Šenčur (/sl/; in older sources also Šentjur, Sankt Georgen or Sankt Georgen im Felde) is a settlement in the Upper Carniola region of Slovenia. It is the seat of the Municipality of Šenčur.

==Name==
Šenčur was mentioned in written sources in 1221 as de Sancto Georio (and as ad sanctum Georium and ecclesiam sancti Georgii in 1238, and as aput Sanctum Georium in 1264). The Slovene name Šentčur is a contraction of the colloquial name for Saint George, the patron saint of the local church: šent Jur > *Šenťur > Šenčur. In the past, the settlement was known as Sankt Georgen (im Felde) in German.

==History==
The Šenčur area was already inhabited in late antiquity; archaeological finds include a Roman sarcophagus from the 4th century AD. Medieval sources mention Šenčur in 1221 in connection with the knight Friedrich of Šenčur (Fridericus de Sancto Georio).

During the Middle Ages, Šenčur was subordinate to the Dominican monastery in Velesovo. In 1458, almost half of the peasants (21) were subordinated to the monastery. In 1471 and 1472, the settlement came under Ottoman attack twice.
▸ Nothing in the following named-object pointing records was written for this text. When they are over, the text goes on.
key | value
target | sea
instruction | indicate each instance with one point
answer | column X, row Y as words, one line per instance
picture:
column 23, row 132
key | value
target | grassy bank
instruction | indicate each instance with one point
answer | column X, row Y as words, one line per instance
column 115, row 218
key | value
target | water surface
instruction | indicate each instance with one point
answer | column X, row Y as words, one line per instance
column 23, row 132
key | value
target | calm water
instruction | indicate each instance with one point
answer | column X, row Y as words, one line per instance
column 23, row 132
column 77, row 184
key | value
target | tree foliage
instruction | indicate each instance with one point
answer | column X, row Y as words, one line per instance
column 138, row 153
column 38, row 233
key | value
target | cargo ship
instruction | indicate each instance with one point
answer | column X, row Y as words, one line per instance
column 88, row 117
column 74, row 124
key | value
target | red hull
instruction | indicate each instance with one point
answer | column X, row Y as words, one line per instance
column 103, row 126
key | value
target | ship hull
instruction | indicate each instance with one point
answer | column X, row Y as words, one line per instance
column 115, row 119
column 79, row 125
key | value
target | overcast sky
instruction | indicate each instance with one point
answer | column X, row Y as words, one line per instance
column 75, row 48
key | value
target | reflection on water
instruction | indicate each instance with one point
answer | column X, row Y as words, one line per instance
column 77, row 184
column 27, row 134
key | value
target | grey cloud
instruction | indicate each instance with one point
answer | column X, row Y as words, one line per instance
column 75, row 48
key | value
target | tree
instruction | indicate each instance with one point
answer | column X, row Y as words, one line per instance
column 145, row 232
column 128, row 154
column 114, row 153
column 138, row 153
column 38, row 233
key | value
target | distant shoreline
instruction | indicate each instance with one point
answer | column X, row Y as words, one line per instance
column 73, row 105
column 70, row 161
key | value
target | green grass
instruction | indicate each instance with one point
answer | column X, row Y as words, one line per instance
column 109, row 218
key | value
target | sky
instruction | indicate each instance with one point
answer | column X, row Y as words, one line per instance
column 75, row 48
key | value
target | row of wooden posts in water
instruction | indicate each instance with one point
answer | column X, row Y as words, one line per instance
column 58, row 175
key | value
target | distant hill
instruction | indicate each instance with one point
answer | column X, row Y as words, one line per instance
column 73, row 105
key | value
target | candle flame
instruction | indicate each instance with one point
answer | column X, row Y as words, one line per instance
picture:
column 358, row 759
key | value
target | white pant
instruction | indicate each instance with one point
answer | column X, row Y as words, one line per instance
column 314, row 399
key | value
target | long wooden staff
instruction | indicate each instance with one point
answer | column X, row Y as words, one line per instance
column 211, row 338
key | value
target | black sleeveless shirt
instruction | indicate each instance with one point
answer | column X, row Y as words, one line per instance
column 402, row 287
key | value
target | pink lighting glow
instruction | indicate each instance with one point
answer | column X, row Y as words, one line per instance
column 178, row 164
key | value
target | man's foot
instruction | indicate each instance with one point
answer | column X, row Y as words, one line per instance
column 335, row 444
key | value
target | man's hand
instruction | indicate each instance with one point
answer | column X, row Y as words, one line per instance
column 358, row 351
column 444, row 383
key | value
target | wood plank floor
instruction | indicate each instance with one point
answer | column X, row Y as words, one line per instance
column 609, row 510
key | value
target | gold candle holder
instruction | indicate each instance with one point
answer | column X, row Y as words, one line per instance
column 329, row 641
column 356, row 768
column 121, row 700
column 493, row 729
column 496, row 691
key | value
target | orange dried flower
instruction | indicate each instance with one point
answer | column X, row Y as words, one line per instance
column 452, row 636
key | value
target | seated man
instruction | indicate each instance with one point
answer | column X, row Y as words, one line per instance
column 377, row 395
With the abolition of the monastery in 1782, most of the peasants came under different landlords.

Šenčur was the scene of the Šenčur Events (Šenčurski dogodki) on 22 May 1932. This was a political incident in which members of the banned Slovene People's Party prevented a march by the newly founded Yugoslav Radical Peasants' Democracy, calling out slogans against the 6 January Dictatorship and in support of the United Slovenia program. As a result, several Upper Carniolan leaders of the Slovene People's Party were arrested and imprisoned, including Matija Škerbec.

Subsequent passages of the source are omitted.